The Nigerian police force was set up by the British colonial government to deal with ‘unruly natives’, some of whom dared to question the right of the British occupier to issue commands to and make laws for the owners of the colonised territory. The police force was established to facilitate British administration and commerce within the colony, in other words, to make life easier for British administrators traders who had the ‘misfortune’ to encounter African natives in the course of their work or business, while inevitably making life harder for the locals. This was thus from the outset a top-to-bottom, we-and-they police force, condescending to discipline the ‘savage’ Africans. This psychological profile of the police as a ‘superior’, emotionally removed component of a foreign occupying force has not changed. It remains today the mindset of the police in Nigeria. So, although the colonial power has left, the police remains a colonial police. Nigerians still do not own it. The police force in Nigeria is a leprous, foreign imposition and people’s business is to do their utmost to avoid contact with them. My thesis is that to understand this topic, one must bear in mind the history and psychological profile of the police. Therefore, attempts to improve police behaviour by addressing structural variables and cognitive reorientation alone cannot work; attention must be paid to attitudinal variables and affective reorientation. Municipal, regional and international instruments forbidding torture are necessary and desirable, but without the softer, more informal and more foundational factors of shared humanity and ownership, the police will for a long time remain the pernicious and nefarious occupying army it has been for a century or so.In this presentation I often use the term ‘police’ to include other law enforcement agencies such as the Economic and Financial Crimes Commission (EFCC) and the National Drug Law Enforcement Agency (NDLEA).
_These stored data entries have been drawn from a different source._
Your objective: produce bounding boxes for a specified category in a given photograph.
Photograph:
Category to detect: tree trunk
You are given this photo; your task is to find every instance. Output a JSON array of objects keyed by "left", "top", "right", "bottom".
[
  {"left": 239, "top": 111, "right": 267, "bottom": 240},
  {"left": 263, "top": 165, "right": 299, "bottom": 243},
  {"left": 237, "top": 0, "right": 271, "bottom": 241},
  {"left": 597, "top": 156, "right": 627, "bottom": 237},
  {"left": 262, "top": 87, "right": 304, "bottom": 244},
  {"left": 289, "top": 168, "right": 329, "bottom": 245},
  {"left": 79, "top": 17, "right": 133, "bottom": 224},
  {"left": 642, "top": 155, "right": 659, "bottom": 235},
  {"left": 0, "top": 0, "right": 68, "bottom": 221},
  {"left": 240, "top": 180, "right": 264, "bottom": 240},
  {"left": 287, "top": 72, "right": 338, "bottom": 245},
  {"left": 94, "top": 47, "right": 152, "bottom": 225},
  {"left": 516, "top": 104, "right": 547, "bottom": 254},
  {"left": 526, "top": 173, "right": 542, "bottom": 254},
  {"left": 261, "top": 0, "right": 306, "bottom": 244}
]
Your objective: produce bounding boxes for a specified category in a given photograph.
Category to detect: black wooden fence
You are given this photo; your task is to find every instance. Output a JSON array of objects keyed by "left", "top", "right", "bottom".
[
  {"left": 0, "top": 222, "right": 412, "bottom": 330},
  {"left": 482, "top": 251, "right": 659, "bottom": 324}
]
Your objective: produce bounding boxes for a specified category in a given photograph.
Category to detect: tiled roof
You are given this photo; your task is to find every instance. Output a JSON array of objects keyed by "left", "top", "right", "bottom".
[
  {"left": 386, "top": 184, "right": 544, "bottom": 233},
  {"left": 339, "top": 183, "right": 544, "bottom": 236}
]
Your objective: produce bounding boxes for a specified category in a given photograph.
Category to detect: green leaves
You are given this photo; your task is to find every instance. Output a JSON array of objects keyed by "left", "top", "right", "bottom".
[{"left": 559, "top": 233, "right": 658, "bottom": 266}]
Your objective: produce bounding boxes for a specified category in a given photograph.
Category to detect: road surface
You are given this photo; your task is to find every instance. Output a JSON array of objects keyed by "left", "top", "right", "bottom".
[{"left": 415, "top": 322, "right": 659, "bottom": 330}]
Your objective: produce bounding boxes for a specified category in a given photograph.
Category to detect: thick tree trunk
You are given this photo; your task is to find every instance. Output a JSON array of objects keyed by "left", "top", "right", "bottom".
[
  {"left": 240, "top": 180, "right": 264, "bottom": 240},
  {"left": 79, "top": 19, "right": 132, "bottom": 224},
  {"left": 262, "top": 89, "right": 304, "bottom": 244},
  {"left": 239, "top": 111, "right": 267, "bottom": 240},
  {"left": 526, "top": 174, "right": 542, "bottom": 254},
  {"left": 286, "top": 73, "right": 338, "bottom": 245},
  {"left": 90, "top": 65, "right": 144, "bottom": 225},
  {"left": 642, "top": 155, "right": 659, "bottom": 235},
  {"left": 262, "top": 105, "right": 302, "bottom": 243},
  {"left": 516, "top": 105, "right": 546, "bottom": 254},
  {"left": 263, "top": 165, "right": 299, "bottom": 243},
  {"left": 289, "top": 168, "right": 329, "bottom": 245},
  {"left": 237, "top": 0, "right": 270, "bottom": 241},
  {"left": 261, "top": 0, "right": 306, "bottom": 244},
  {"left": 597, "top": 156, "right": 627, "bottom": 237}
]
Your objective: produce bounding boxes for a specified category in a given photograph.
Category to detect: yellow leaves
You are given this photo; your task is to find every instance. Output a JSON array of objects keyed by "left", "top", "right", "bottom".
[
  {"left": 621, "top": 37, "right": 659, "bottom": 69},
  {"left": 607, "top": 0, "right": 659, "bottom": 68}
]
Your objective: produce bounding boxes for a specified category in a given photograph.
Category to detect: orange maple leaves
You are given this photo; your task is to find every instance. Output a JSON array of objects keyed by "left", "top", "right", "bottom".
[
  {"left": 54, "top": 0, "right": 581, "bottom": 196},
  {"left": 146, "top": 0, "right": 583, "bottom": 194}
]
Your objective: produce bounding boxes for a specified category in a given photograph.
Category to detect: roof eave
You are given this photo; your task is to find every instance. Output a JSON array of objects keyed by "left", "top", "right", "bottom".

I justify this generalization as follows. In the first place, most of the personnel in such other outfits are drawn from the police, thus importing from the police into the allegedly new agencies the inbuilt deficiencies that bedevil law enforcement and security in this God’s own country. Secondly, and perhaps more insidiously, the other security or law enforcement agencies view the police as their template for organization, operations, and discipline (or lack of it).